Statistical analyses Validation of the long-term average depression phenotype We assessed construct validity by examining the association between the 14-year depression measure and established correlates of depression available in our sample: cigarette smoking (pack-years), physical activity (Mets per week), household characteristics, and phobic anxiety scale. We expected depression to be associated with greater likelihood of smoking, less physical activity, lower occupational and socioeconomic status, and higher degree
of phobic anxiety. Details are described in Appendix 22010. Traditional GWAS Genome-wide Inhibitors,research,lifescience,medical association analyses were first conducted separately for each NHS GWA substudies. A linear regression (using ProbABEL; Aulchenko et al. 2010) was performed on the long-term average depression score assuming additive genetic model, adjusting for age, disease status, and the top three or Inhibitors,research,lifescience,medical four principal components-derived eigenvectors
to address residual population stratification (depending on the sample, as detailed Inhibitors,research,lifescience,medical in the Table S2).
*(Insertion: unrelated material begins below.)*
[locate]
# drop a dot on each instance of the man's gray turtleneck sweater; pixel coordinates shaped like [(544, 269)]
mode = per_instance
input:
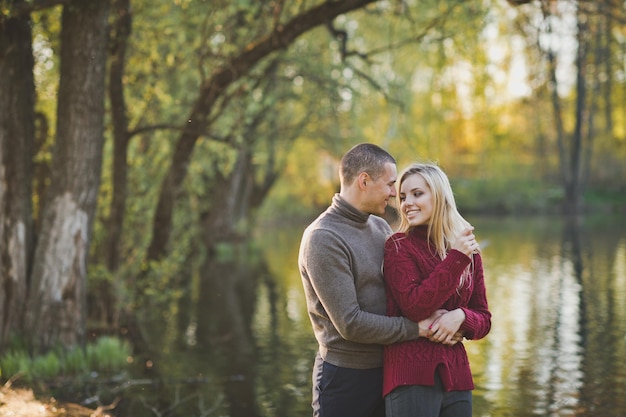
[(340, 260)]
SNPs with minor allele frequency less than 2% or imputation quality of R2 less than 0.5 were excluded on a per-substudy basis. Meta-analysis using the METAL program was performed for each SNP across four NHS GWA substudies, combining allelic effects with inverse variance weighting (Willer et al. 2010). We used a genome-wide significance threshold P < 5 × 10−8. Our sample provides 80% power to detect a genetic effect size of 0.1 (corresponding to R2 of 0.006) with minor allele frequency Inhibitors,research,lifescience,medical of 0.15, under an additive genetic model. Agnostic genome-wide polygenic scoring in NHS (NHS-GWAS-PS) Genome-wide PS based on agnostic priors can provide a genetic risk score even when few Inhibitors,research,lifescience,medical of the causal genetic loci have been consistently identified
in the literature. Following previously established methods, we first restricted to 1,584,339 SNPs with high imputation quality (R2 > 0.95) that were available across all four NHS GWA substudies. We next used the PLINK pruning Veliparib clinical trial procedure (200-SNP sliding window, pairwise r2 threshold of 0.25, and successive shift forward by five SNPs) to remove redundant SNPs, Casein kinase 1 leaving a total of 97,883 independent SNPs. Next, we performed a cross-validation procedure to obtain an unbiased estimate of the prediction performance. In the PS calculations, each time we used three of the four NHS GWA substudies as the “training” set to construct a polygenic risk score, which was then tested in the one remaining subsample (“testing” set). The procedure was conducted in three steps: (1) SNP-depression associations (beta weights) were first extracted from each of the three substudies in the training set.